Anthrax Attacks, September - November 2001
One week after the attacks on the World Trade Center and Pentagon, letters containing deadly anthrax spores were received by news media outlets and the offices of two Democratic U.S. Senators. Five people died as a result of exposure and 17 others were infected. The FBI scrambled to determine the letters’ origins and the focus on bio-terrorism reached fever pitch. After intensive investigation in several suspects, the FBI settled on Bruce Edwards Ivins who was a government scientist at a biodefense lab in Maryland. Ivins committed suicide by overdosing on acetaminophen in 2008 and no other suspect was ever identified or pursued. No additional attacks ensued, leading the case to be closed with Ivins as the only viable suspect.
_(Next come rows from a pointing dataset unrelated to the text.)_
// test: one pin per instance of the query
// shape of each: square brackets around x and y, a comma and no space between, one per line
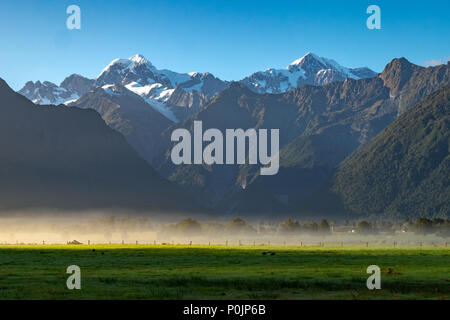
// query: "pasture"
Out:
[222,272]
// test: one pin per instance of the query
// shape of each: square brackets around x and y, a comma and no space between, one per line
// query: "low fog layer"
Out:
[128,228]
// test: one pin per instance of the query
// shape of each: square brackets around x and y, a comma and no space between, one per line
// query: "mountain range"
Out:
[326,115]
[67,158]
[179,95]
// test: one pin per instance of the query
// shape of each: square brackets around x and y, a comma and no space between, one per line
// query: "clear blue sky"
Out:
[229,38]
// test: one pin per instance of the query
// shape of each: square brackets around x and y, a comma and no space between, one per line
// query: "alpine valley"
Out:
[352,142]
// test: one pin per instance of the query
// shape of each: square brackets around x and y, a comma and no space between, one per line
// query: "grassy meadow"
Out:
[222,272]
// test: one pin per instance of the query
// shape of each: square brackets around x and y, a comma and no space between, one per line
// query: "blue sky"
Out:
[230,39]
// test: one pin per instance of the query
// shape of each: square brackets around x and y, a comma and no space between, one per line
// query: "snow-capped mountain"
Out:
[175,95]
[179,95]
[157,87]
[71,89]
[310,69]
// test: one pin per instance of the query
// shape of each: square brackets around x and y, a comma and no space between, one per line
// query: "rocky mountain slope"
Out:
[58,157]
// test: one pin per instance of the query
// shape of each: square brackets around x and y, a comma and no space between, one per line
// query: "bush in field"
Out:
[289,227]
[364,227]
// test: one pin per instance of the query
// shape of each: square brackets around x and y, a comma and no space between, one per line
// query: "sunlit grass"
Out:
[133,271]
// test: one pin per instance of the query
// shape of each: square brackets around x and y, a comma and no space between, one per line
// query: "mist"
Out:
[127,227]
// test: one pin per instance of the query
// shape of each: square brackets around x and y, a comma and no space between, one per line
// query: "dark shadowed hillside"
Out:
[66,157]
[405,170]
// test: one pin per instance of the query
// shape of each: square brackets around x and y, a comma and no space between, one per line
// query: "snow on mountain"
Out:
[72,88]
[310,69]
[156,86]
[179,95]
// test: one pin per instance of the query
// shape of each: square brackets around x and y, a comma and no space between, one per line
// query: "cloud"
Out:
[435,62]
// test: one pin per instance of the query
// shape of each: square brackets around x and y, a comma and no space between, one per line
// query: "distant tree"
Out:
[289,227]
[238,225]
[424,226]
[324,227]
[311,226]
[188,226]
[364,227]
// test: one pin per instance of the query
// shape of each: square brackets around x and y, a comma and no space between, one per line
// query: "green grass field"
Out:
[219,272]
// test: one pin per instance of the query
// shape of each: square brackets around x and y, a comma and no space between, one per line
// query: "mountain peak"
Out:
[308,56]
[138,58]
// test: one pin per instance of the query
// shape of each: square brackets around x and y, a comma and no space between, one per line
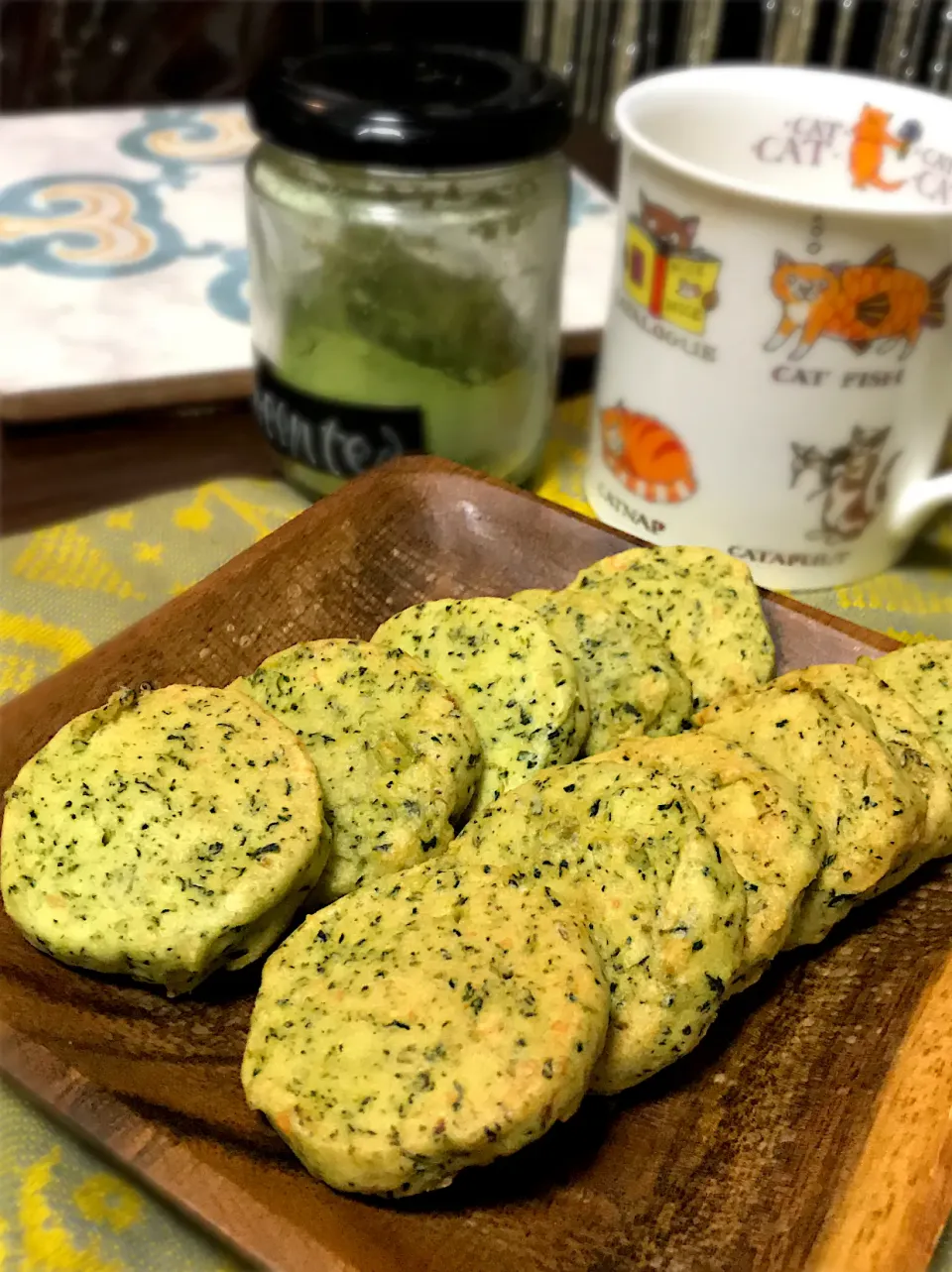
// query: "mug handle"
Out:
[919,502]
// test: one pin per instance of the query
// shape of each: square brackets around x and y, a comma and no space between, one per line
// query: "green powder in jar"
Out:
[381,326]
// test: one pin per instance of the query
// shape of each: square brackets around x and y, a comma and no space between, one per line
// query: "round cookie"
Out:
[163,836]
[870,809]
[703,605]
[910,742]
[434,1021]
[663,903]
[758,818]
[923,674]
[517,686]
[396,757]
[633,683]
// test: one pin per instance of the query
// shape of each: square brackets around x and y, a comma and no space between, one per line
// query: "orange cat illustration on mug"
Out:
[647,455]
[875,302]
[871,143]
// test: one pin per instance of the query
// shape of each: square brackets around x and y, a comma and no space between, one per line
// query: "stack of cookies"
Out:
[539,839]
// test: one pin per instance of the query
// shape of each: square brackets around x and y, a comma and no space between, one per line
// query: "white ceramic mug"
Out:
[775,377]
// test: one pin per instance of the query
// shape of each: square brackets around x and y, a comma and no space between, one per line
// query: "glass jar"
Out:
[405,260]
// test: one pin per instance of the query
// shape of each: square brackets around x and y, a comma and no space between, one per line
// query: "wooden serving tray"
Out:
[808,1131]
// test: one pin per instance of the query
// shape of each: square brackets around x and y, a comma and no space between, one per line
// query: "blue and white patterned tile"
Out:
[122,252]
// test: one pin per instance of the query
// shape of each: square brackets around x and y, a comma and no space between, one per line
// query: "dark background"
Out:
[59,54]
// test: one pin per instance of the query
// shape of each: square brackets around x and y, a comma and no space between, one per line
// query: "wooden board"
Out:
[808,1131]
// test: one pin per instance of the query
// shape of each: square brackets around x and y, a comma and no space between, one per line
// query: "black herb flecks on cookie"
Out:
[633,682]
[398,758]
[163,836]
[663,903]
[909,740]
[516,684]
[870,809]
[703,605]
[756,816]
[436,1020]
[923,674]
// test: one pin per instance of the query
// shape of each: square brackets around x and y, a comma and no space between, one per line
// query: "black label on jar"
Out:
[337,437]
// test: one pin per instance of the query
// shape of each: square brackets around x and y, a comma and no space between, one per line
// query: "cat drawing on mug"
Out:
[647,455]
[876,302]
[674,235]
[852,479]
[871,140]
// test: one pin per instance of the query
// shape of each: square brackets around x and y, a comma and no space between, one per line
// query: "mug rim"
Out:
[727,72]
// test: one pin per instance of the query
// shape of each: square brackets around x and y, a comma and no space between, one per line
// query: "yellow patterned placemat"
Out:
[67,588]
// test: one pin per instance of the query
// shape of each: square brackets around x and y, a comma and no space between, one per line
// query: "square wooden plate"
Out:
[808,1131]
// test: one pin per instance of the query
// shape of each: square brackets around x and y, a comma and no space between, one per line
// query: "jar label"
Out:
[339,437]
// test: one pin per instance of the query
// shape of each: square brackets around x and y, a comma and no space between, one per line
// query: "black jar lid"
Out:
[413,107]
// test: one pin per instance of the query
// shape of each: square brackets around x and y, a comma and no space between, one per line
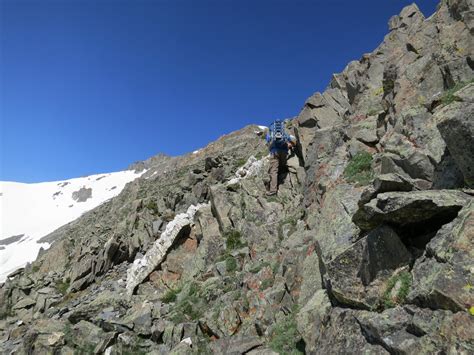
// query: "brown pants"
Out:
[277,165]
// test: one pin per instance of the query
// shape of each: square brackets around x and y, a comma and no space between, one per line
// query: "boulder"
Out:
[141,268]
[236,345]
[357,277]
[408,208]
[456,125]
[311,319]
[342,334]
[442,277]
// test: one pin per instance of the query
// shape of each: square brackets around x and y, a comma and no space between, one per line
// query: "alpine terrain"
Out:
[367,248]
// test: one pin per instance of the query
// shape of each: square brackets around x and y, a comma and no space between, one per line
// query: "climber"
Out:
[279,143]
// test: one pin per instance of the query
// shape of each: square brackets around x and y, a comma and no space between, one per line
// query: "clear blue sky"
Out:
[90,86]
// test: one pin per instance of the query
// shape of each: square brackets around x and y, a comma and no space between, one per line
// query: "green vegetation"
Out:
[449,95]
[152,206]
[233,239]
[170,295]
[259,266]
[230,264]
[62,286]
[403,280]
[266,284]
[292,221]
[240,162]
[372,112]
[359,170]
[285,337]
[189,304]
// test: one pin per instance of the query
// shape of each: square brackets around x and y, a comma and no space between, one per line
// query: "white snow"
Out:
[142,267]
[36,210]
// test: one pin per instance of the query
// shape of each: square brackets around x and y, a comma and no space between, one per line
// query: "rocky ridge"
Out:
[368,247]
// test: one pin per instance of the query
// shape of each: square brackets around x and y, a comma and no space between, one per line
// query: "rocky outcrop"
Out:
[456,126]
[367,248]
[143,267]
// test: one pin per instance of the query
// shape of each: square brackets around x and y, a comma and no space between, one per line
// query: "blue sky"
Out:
[90,86]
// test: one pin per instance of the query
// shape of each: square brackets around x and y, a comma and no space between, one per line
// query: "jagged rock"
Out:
[357,277]
[406,208]
[24,303]
[413,330]
[312,318]
[143,267]
[311,275]
[91,338]
[456,126]
[442,278]
[341,333]
[236,345]
[140,318]
[333,226]
[404,158]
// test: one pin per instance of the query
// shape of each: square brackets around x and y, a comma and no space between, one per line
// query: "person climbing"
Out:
[279,143]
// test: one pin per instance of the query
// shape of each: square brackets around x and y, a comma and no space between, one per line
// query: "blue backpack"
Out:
[277,136]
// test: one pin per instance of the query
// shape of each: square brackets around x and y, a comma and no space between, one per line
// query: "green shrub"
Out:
[170,295]
[359,170]
[230,264]
[404,278]
[62,286]
[285,336]
[266,284]
[449,95]
[233,239]
[189,305]
[240,162]
[151,205]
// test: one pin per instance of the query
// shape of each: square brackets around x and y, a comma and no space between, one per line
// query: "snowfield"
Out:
[29,212]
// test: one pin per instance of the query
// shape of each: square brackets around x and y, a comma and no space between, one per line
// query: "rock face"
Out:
[367,248]
[143,267]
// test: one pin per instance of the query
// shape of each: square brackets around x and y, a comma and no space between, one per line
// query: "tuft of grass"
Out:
[359,170]
[189,306]
[259,266]
[170,295]
[62,286]
[151,205]
[233,239]
[230,264]
[266,284]
[449,95]
[404,278]
[240,162]
[285,338]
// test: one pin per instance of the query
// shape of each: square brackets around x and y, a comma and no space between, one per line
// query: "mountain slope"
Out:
[31,211]
[366,249]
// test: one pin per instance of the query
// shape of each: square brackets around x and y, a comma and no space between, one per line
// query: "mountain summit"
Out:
[367,248]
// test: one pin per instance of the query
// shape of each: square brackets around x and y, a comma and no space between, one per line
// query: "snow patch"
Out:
[36,210]
[142,267]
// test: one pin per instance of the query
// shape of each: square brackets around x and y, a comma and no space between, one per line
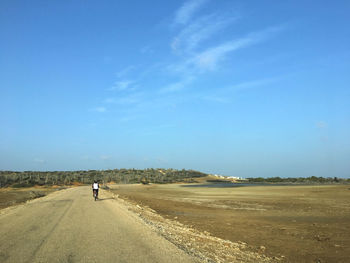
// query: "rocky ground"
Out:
[276,223]
[202,245]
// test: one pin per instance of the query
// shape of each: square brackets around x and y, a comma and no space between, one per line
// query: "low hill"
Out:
[30,178]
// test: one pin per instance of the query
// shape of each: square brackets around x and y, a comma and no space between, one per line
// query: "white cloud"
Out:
[201,29]
[105,157]
[253,84]
[124,71]
[209,59]
[121,85]
[321,124]
[38,160]
[127,99]
[99,109]
[176,86]
[186,11]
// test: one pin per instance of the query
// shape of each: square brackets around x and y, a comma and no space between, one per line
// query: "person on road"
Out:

Boston Marathon Bombing, April 15, 2013
Three people were killed and nearly 300 injured when two pressure cooker bombs exploded only yards from the finish line at the 2013 Boston Marathon. Two suspects were caught on surveillance videos and soon identified as Chechen brothers Tamerlan and Dzhokhar Tsarnaev. After fleeing the scene, the brothers killed an MIT officer and stole and SUV. A gunfight with local police ensued and Tamerlan was killed. Dzhokhar escaped but was found soon afterward hiding in a boat nearby and arrested. While in custody, he stated that he and his brother were self-radicalized Muslims reacting to their outrage over the ongoing wars in Iraq in Afganistan. He denied affiliation with any organized terrorist organization. While he was hospitalized for a gunshot wound, he was indicted on 30 charges of domestic terrorism and in April 2015 he was found guilty on all counts. He has since been sentenced to death and only recently expressed remorse for his actions and the lives that were lost as a result of his and his brother’s actions.